Eddie closed his eyes for a second, shaking his head. He reopened them and they were clear, like still black water.
“I was okay with it,” he said, hoarsely. “I am okay with it. Dying. If it was for you.”
Richie couldn’t do this.
“You can’t just say that, Eds. It’s pretty fucked up of you to say that.”
“Well, this is a pretty fucked up situation,” Eddie said, high-pitched.
“I’m not okay with it,” Richie said. “In fact, I think I might be kinda fucking mad at you for doing it, you selfless prick.”
It would have landed better if he wasn’t crying, probably. Eddie wiped under his eye with his thumb, clumsily knocking his glasses in the process, and that just made matters worse.
“I can’t help it,” Richie said, unsure why.
In careful, slow motions, Eddie readjusted his glasses back into place and combed the hair back from his forehead. Richie couldn’t take his eyes off him. The strange place they occupied was narrowing in around them.
Eddie said, “Yeah. I know.”
“Do you?” Richie asked.
Eddie frowned at him. He held Richie’s face in both his hands and considered it anxiously from arm’s length. It should have been funny that he could still find cause to be nervous, even dead, but it wasn’t: Richie had always liked that about him best, that he could be so afraid and still power through.
“You know why it’s only you, right?” Eddie asked, quietly.
“Probably because I’ve been in love with you for like thirty years,” Richie said, and then that was it - it was out there.
Eddie stared. His fingertips curled into the hair behind Richie’s ear.
“Yeah,” he said. “Probably that, and - you know.”
Richie grabbed his shoulders. “Just fucking say it.”
“Okay. Okay.” Eddie pressed his lips together, nodding. “Okay.”
He took a moment.
“Rich, I mean it when I say this.” He breathed in, or did a good imitation of it, at least, and then he said, “I fucked your mother.”
Then he pulled Richie stumbling forward and kissed him.
Richie’s chest felt like it was being filled past capacity. He felt fourteen again, scared shitless, upsettingly in love, bad with his hands. Eddie made a sound against his mouth, a low hum, and then Richie needed him closer, as close as he could physically get, his hands scrambling to cup the back of Eddie’s neck and catch in his bad haircut.
“What the fuck,” Richie said into his mouth, “You’re good at this.”
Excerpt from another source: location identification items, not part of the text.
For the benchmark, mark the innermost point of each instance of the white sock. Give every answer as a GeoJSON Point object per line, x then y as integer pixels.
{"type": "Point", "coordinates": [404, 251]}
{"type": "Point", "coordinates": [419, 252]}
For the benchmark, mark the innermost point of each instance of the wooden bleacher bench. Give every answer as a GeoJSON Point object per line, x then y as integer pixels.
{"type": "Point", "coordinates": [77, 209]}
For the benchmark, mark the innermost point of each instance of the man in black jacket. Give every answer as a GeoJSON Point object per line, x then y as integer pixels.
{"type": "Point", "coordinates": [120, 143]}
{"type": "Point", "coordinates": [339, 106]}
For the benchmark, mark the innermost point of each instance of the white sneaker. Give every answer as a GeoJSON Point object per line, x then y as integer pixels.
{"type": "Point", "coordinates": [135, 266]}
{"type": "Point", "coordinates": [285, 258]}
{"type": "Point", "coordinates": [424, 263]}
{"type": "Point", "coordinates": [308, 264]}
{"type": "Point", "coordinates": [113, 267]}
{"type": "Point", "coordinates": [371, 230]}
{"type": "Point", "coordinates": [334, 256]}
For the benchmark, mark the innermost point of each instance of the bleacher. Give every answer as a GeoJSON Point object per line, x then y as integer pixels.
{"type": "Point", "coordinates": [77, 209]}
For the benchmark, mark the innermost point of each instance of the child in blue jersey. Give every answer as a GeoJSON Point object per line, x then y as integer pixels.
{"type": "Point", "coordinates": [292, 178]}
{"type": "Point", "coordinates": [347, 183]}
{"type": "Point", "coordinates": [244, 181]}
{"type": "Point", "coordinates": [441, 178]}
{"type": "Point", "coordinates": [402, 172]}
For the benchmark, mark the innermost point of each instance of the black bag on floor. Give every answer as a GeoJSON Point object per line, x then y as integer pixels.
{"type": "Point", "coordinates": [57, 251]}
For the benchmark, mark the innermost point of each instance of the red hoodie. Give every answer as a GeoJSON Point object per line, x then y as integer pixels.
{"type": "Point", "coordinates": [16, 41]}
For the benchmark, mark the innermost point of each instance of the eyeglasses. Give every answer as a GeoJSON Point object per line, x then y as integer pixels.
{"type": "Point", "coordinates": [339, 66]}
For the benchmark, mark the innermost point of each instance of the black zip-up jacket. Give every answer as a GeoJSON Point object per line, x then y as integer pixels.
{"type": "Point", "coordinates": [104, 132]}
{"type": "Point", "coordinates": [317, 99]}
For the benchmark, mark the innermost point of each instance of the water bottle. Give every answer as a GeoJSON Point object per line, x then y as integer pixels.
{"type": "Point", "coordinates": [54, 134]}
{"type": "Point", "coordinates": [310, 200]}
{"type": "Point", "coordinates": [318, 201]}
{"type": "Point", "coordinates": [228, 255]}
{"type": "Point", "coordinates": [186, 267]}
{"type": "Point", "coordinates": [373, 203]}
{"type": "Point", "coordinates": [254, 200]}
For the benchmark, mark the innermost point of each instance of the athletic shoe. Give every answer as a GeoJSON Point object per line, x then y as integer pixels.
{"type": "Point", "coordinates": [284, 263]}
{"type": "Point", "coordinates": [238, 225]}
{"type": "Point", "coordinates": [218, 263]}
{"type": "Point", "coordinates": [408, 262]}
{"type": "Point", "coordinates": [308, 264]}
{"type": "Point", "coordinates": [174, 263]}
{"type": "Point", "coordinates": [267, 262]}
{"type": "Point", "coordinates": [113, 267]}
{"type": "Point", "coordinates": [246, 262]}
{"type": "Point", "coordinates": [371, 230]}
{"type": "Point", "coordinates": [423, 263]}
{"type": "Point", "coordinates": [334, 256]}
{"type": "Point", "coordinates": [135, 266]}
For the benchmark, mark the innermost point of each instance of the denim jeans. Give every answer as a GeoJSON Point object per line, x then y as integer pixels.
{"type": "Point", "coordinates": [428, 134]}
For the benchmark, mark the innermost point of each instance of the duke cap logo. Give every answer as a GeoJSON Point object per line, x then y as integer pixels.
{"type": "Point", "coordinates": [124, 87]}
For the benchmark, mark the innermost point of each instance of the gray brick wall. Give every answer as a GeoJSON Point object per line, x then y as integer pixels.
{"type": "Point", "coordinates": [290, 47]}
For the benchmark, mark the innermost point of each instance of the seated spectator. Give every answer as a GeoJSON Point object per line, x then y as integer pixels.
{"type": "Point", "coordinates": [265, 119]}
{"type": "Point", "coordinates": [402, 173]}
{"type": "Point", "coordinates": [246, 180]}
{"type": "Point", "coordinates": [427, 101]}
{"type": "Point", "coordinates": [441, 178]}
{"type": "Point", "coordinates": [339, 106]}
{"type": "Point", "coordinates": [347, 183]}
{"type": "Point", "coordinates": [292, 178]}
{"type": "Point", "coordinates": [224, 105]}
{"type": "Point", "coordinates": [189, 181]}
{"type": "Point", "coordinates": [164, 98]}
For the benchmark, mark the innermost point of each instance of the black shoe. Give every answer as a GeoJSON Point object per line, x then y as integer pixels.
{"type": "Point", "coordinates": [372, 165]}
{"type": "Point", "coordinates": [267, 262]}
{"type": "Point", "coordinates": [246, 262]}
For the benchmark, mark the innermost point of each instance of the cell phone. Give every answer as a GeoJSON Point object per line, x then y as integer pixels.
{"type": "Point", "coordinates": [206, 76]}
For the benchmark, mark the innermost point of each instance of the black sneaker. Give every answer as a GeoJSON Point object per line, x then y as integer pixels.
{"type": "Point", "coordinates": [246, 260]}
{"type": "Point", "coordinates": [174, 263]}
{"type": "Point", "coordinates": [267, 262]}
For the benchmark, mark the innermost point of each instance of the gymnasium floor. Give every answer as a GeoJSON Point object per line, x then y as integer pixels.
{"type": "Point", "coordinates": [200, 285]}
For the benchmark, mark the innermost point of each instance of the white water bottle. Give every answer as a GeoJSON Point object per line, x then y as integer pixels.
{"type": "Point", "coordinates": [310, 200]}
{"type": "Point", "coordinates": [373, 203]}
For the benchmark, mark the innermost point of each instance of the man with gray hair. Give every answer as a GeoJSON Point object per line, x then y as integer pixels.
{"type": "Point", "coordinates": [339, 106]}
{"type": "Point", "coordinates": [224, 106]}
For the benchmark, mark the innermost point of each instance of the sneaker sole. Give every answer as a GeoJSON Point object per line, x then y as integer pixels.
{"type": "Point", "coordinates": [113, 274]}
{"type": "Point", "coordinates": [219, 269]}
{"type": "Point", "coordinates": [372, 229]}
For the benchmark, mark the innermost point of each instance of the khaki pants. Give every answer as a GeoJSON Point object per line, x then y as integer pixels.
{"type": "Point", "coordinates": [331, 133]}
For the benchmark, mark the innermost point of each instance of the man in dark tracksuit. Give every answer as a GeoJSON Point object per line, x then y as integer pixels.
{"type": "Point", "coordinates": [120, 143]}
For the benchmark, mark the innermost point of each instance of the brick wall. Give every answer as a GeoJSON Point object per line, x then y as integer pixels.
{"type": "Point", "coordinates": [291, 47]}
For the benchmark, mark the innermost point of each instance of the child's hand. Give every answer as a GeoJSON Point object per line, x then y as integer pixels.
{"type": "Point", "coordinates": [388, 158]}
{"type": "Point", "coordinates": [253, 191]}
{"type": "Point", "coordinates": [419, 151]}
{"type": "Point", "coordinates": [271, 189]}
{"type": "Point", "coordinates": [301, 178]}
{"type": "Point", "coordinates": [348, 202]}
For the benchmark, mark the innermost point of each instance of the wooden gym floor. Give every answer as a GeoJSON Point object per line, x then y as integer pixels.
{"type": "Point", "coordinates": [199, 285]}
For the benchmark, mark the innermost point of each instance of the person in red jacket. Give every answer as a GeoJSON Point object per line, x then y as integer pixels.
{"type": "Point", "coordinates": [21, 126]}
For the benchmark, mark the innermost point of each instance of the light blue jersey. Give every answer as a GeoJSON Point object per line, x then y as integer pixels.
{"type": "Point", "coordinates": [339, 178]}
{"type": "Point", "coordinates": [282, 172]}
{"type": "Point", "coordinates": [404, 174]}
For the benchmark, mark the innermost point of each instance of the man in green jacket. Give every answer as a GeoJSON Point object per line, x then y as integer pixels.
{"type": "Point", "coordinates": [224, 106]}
Eddie said something that sounded like a muffled fuck you.
Richie wanted more than this. He wanted to push Eddie down on the lumpy mattress, to slide his hand up the back of his shirt and feel nothing but warm skin and the outline of his best friend’s knobby spine and the faint impression of his heartbeat. He would always want these things; but Eddie stroked his cheek with the back of his fingers - lame beyond belief and enough to make Richie actually shudder - and he would always have that, if nothing else, and it wasn’t enough, but if it had to be then Richie would happily fucking take it.
They stayed in that place for a while, and the first time Eddie pulled away Richie couldn’t help chasing after him, their teeth knocking, but the second time he thought, what a clingy fucking bastard, and he let it happen.
He pressed his forehead against Eddie’s and tried to catch his breath. Eddie wasn’t doing his imitation breathing anymore. He just looked at Richie, and Richie looked back at him, and then Richie closed his eyes, and breathed.
When he opened them again, Eddie was gone.
“Yeah,” he said, looking around. The room had reappeared around him. The wedding was still happening downstairs. His lips hurt from Eddie’s crooked teeth. “Yeah, okay.”
He went back to the dresser with the whiskey on it and poured himself another glass that he drained in one efficient mouthful. That was it, he thought firmly, and he cut himself off for the night.
On his way out he checked his reflection in the dresser mirror and adjusted his tie. He stood there until he felt ready to leave. Then he sighed, opened the door, and walked out.